Raphidocelis subcapitata

Scientific classification
- Clade: Viridiplantae
- Division: Chlorophyta
- Class: Chlorophyceae
- Order: Sphaeropleales
- Family: Selenastraceae
- Genus: Raphidocelis
- Species: R. subcapitata
- Binomial name: Raphidocelis subcapitata (Korshikov) Nygaard, Komárek, J.Kristiansen & O.M.Skulberg
- Synonyms: Kirchneriella subcapitata Korshikov; Pseudokirchneriella subcapitata (Korshikov) Hindák;

= Raphidocelis subcapitata =

- Genus: Raphidocelis
- Species: subcapitata
- Authority: (Korshikov) Nygaard, Komárek, J.Kristiansen & O.M.Skulberg
- Synonyms: Kirchneriella subcapitata Korshikov, Pseudokirchneriella subcapitata (Korshikov) Hindák

Species of alga

Raphidocelis subcapitata, formerly known as Selenastrum capricornutum and Pseudokirchneriella subcapitata is a microalga.
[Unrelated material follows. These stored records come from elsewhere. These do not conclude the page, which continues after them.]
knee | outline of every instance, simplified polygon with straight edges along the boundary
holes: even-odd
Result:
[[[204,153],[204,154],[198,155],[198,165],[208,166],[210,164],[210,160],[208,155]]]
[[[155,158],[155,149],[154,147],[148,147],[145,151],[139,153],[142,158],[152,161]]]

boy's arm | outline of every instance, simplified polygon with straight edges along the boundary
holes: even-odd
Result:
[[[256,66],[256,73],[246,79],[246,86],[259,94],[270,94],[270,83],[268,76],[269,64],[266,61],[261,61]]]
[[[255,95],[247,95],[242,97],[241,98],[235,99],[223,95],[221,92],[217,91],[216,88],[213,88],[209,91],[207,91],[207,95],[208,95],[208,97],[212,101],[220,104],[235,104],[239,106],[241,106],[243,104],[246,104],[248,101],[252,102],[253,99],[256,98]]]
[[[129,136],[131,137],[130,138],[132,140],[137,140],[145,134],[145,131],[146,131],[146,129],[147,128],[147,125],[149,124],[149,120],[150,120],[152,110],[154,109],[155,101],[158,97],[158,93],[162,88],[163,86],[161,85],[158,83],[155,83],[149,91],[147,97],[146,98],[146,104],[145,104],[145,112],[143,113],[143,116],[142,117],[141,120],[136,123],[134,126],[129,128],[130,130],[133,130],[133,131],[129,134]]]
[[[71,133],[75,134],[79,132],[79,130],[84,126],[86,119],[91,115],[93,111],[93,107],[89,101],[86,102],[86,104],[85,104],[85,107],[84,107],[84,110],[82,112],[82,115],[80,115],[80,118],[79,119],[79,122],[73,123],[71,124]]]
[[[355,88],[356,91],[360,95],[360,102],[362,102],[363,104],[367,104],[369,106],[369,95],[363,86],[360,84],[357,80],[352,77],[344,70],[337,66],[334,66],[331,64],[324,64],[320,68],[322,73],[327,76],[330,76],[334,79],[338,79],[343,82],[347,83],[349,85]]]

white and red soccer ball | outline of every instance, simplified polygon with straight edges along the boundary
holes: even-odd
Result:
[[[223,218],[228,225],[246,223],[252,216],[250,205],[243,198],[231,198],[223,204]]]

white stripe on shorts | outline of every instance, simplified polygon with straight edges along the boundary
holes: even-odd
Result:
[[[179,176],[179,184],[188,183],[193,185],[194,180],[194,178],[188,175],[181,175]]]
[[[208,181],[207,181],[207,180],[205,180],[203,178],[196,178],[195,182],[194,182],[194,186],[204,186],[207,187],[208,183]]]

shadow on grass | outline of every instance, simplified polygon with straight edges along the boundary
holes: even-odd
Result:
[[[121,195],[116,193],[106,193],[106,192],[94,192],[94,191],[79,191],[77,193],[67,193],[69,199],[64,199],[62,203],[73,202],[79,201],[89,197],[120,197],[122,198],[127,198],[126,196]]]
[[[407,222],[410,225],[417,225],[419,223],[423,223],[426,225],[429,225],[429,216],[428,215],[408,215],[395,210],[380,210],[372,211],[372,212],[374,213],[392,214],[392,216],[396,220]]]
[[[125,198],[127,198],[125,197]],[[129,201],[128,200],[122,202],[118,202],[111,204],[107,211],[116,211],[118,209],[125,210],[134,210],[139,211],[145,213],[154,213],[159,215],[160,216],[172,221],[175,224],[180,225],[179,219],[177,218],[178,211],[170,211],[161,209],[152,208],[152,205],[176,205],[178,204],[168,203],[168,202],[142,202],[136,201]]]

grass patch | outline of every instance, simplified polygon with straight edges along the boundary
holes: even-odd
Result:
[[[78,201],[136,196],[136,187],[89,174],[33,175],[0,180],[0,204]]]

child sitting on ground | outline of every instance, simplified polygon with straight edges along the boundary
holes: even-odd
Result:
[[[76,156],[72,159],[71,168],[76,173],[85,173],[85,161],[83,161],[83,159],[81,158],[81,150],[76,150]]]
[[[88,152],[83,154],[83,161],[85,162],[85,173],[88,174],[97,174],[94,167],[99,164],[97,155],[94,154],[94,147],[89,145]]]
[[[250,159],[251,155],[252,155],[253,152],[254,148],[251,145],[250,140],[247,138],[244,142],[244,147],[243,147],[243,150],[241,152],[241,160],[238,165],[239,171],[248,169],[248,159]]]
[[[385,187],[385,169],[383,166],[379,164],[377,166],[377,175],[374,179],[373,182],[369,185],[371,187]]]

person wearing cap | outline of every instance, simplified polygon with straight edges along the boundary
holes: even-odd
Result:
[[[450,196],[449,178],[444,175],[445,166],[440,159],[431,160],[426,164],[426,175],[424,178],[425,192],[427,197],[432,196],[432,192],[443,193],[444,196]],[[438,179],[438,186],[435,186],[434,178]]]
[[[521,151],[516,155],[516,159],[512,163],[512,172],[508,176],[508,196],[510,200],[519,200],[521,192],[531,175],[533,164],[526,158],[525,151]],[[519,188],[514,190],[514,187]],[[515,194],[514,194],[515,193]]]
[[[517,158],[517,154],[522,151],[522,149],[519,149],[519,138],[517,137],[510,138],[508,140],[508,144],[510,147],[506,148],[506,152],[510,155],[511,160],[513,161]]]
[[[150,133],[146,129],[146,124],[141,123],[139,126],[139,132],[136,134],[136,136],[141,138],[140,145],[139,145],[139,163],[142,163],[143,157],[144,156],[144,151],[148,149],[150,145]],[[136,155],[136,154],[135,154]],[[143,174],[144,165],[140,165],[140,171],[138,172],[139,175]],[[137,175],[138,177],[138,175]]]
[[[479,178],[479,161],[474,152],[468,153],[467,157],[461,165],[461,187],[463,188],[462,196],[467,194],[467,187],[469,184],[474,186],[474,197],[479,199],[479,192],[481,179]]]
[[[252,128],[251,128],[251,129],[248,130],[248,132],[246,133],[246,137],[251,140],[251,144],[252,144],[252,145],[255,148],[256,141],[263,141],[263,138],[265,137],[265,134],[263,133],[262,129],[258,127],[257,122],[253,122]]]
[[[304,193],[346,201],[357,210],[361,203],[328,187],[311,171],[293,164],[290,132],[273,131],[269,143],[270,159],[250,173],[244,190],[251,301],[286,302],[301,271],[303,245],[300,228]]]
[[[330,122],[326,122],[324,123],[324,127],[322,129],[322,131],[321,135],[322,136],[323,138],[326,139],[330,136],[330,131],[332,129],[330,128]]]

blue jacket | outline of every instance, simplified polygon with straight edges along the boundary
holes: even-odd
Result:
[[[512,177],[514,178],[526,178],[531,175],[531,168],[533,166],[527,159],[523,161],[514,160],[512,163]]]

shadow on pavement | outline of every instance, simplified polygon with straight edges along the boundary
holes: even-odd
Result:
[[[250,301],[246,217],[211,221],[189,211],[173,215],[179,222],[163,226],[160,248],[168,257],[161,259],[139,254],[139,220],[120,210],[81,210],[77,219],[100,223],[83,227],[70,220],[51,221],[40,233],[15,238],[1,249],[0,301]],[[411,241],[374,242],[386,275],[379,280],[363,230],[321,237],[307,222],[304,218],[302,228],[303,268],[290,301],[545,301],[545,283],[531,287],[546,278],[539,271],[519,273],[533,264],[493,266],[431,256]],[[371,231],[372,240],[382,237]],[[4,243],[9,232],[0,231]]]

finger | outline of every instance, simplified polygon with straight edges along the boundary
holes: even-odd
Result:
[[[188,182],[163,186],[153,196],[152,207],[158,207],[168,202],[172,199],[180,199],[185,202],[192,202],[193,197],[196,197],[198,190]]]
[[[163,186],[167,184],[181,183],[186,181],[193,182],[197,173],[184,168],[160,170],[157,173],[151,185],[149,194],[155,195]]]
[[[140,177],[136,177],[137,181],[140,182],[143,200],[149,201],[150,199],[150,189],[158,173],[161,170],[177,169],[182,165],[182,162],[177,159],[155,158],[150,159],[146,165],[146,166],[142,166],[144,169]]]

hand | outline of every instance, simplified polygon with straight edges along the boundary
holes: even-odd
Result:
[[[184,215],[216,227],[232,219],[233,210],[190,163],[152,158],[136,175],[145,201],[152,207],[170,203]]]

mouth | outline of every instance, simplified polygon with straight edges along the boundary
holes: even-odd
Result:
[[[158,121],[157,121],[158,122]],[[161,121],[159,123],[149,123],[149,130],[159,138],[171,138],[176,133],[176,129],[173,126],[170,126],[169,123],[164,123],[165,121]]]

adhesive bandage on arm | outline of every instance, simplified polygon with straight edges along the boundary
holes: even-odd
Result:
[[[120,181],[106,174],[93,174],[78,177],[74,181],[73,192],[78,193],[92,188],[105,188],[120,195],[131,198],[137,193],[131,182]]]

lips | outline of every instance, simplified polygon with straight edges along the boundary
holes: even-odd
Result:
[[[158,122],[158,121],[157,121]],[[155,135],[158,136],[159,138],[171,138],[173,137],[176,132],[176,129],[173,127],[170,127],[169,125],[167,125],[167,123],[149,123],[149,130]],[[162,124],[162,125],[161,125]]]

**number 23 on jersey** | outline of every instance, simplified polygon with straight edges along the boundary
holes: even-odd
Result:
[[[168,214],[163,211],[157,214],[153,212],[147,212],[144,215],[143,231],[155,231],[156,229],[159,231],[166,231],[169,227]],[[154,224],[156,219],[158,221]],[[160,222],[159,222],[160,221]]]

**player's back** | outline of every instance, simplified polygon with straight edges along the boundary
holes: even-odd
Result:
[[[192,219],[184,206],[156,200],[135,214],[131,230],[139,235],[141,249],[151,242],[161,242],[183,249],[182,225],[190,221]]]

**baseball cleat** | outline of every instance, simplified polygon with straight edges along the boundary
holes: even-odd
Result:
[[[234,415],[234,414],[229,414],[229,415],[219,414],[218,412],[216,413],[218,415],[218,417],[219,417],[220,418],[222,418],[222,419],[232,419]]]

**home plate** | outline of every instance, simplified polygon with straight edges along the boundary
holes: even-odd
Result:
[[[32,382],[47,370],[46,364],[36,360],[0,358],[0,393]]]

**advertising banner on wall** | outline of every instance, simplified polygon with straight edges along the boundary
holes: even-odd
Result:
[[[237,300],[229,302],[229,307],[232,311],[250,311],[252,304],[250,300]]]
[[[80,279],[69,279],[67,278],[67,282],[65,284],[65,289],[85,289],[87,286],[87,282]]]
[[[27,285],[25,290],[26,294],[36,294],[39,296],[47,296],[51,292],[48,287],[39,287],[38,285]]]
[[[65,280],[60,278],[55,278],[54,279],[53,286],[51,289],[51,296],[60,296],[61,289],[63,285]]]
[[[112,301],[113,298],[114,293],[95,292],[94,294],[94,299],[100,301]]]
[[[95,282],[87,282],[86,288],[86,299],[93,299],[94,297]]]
This microalga presents a curved and twisted appearance like a sickle. The cells are normally presented in a solitary form in culture, although it may also be present in small colonies. It has a length between 7 and 15 μm, and a width between 1.2 and 3 μm. A single chloroplast is present, filling nearly the entire cell; it lacks a pyrenoid. It is commonly used as a bioindicator species to assess the levels of nutrients or toxic substances in fresh water environments. This species is quite sensitive to the presence of toxic substances including metals and has a ubiquitous distribution, so is broadly used in ecotoxicology. This species has been found to be more competitive than Chlorella vulgaris at low sodium chloride concentrations, but C. vulgaris was more competitive under salt stress.